Rural electrification programs have focused on connecting villages incrementally to the existing grid, typically reaching towns and settlements in order of the least expensive.  

Solar Electricity and ICT for Rural Schools in Ghana

Our project is designed to help schoolchildren in rural Ghana to receive solar energy system that will provide electricity for lighting, which will enable classes to be taught early in the morning or late at night. Electricity access will facilitate the introduction of ICTs into the classroom such as computers. We also hope to seek assistance and funding to provide technical assistance for solar lights to these needy schoolchildren. However, The SEED Project is not in the position to finance such a project. This is because of the low financial capacity of our organization, and our inability to raise substantial funding for rural development interventions locally.

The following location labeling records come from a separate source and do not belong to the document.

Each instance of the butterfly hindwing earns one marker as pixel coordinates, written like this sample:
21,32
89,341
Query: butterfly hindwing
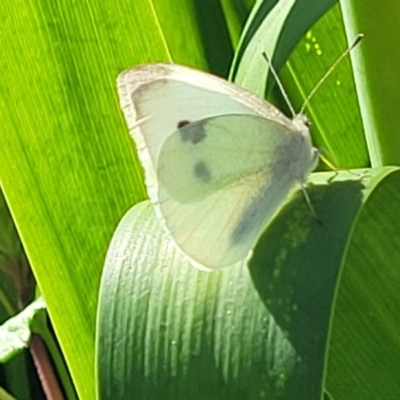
218,160
217,193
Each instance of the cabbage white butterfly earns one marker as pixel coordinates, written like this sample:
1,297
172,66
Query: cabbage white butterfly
218,161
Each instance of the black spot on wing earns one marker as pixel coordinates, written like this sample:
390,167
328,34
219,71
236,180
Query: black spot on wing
201,171
191,132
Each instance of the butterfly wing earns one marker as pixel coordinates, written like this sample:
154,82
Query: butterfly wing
217,194
230,169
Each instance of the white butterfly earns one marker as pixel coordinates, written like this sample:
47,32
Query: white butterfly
218,161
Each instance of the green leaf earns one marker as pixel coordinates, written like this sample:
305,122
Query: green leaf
15,333
227,333
274,30
377,66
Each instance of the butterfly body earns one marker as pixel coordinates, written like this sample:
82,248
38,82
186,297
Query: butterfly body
218,161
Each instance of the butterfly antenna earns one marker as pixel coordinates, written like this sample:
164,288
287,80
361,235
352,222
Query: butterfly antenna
330,70
279,83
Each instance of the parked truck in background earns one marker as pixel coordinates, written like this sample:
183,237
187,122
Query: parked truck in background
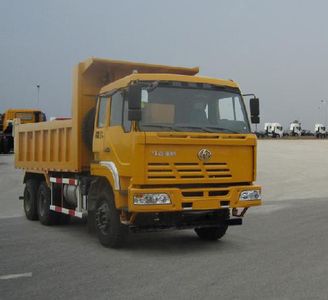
7,122
273,130
295,129
320,131
149,147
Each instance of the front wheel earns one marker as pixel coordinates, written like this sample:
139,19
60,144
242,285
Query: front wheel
211,233
110,231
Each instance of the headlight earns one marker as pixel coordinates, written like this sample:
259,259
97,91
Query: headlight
151,199
250,195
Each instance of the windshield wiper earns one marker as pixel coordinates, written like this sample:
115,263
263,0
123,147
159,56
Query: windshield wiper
205,129
161,126
223,129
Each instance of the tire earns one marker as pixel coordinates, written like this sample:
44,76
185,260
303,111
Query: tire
30,199
110,231
87,128
46,216
211,233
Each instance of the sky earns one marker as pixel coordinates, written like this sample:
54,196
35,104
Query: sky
275,49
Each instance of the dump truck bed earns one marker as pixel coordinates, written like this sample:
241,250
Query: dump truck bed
58,145
47,146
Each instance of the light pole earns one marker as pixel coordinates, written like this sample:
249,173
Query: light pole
326,103
38,98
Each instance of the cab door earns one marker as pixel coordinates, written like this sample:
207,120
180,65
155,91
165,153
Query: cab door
118,136
100,126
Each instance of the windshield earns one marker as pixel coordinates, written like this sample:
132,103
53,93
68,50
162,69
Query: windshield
191,107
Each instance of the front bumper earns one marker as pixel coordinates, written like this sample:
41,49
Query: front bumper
197,198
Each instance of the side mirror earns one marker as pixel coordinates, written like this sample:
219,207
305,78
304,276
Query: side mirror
255,110
134,100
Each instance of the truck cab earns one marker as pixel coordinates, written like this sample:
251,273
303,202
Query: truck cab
320,131
23,116
273,130
295,129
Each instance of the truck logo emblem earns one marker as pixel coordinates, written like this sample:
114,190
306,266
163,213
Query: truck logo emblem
204,154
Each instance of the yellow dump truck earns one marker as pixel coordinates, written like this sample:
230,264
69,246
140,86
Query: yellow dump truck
149,147
6,125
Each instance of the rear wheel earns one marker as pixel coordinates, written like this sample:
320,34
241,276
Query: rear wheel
211,233
30,199
46,216
110,231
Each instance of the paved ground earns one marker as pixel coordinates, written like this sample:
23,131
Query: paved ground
279,253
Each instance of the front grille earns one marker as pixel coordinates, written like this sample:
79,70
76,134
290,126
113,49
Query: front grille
182,170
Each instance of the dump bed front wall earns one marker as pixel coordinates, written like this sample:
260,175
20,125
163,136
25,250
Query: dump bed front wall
46,146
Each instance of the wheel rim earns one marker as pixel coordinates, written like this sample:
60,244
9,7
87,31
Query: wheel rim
103,218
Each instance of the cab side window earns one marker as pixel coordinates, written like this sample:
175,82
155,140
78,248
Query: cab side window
116,110
101,122
119,112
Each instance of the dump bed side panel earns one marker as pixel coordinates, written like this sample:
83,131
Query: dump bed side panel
47,146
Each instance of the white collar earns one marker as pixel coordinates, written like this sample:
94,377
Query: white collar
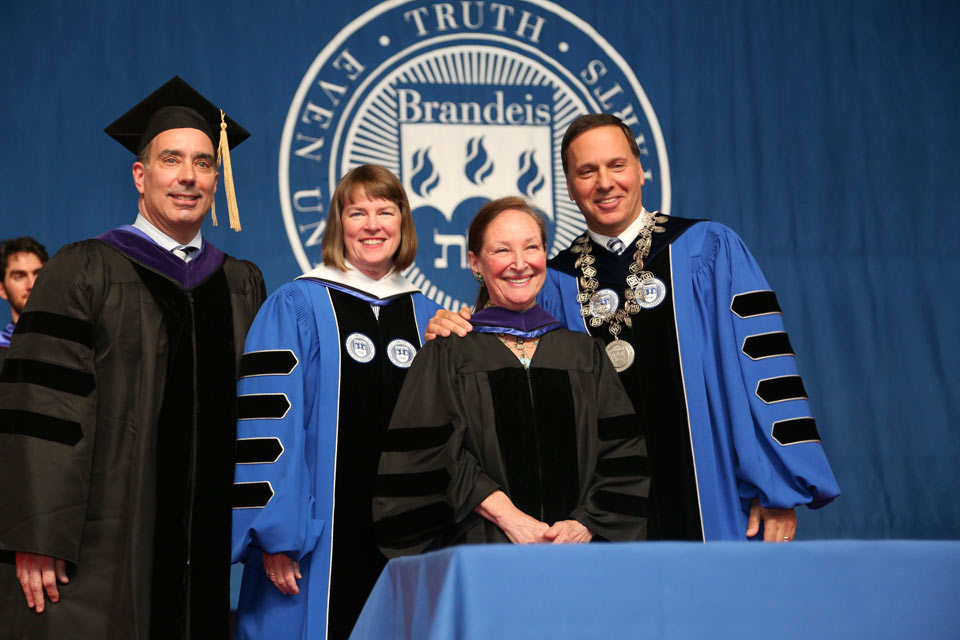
162,239
627,236
389,286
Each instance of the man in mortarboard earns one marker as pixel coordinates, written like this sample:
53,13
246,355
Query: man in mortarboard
118,404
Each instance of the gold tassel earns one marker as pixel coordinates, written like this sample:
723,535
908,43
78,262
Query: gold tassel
223,151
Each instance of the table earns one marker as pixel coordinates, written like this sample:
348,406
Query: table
836,589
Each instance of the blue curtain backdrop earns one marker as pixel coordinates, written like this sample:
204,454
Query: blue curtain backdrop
824,132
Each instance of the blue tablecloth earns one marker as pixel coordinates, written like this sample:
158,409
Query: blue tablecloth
840,589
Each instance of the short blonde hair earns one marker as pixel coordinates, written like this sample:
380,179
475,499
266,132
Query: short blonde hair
377,183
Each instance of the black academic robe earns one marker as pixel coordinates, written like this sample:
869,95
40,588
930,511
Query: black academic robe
559,439
117,428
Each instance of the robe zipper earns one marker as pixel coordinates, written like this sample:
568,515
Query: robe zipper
192,480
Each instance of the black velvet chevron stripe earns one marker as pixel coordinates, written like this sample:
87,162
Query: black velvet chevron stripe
618,428
37,425
57,326
780,389
767,345
416,438
755,303
622,503
258,450
409,485
625,466
413,525
795,430
251,495
280,362
271,406
51,376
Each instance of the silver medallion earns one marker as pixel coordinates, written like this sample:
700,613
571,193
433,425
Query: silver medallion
621,354
650,292
401,353
360,347
604,303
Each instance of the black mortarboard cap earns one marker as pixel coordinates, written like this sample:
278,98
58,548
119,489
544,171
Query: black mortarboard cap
175,105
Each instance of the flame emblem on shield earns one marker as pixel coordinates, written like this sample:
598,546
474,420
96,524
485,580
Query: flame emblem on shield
531,179
479,166
424,177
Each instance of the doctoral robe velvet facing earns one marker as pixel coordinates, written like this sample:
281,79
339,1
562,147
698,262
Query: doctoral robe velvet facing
560,439
727,416
319,381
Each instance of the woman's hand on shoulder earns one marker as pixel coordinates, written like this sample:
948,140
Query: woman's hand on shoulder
445,322
282,572
568,531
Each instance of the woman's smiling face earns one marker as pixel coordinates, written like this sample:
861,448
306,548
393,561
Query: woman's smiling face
512,260
371,233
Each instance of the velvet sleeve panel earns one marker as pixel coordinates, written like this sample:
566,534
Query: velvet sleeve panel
48,406
428,480
757,392
274,501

The project will reach out to schoolchildren in rural areas all over Ghana. We intend targeting all schools lacking electricity for this intervention.

Solar Electricity and ICT for Rural Schools in Ghana

We can ascertain at least five positive benefits related to the electrification of schools: 

(1) lighting and extended studying hours, 

(2) facilitation of ICT in the classroom, 

(3) enhanced staff retention and teacher training, 

(4) better school performance based on attendance, completion rates, and Energy and Education  test scores, and

(5) co-benefits such as improved sanitation and health, gender empowerment, and community resilience.

The SEED Project is currently holding discussions with parents and teachers on this initiative for their contribution to ensure that the project succeeds.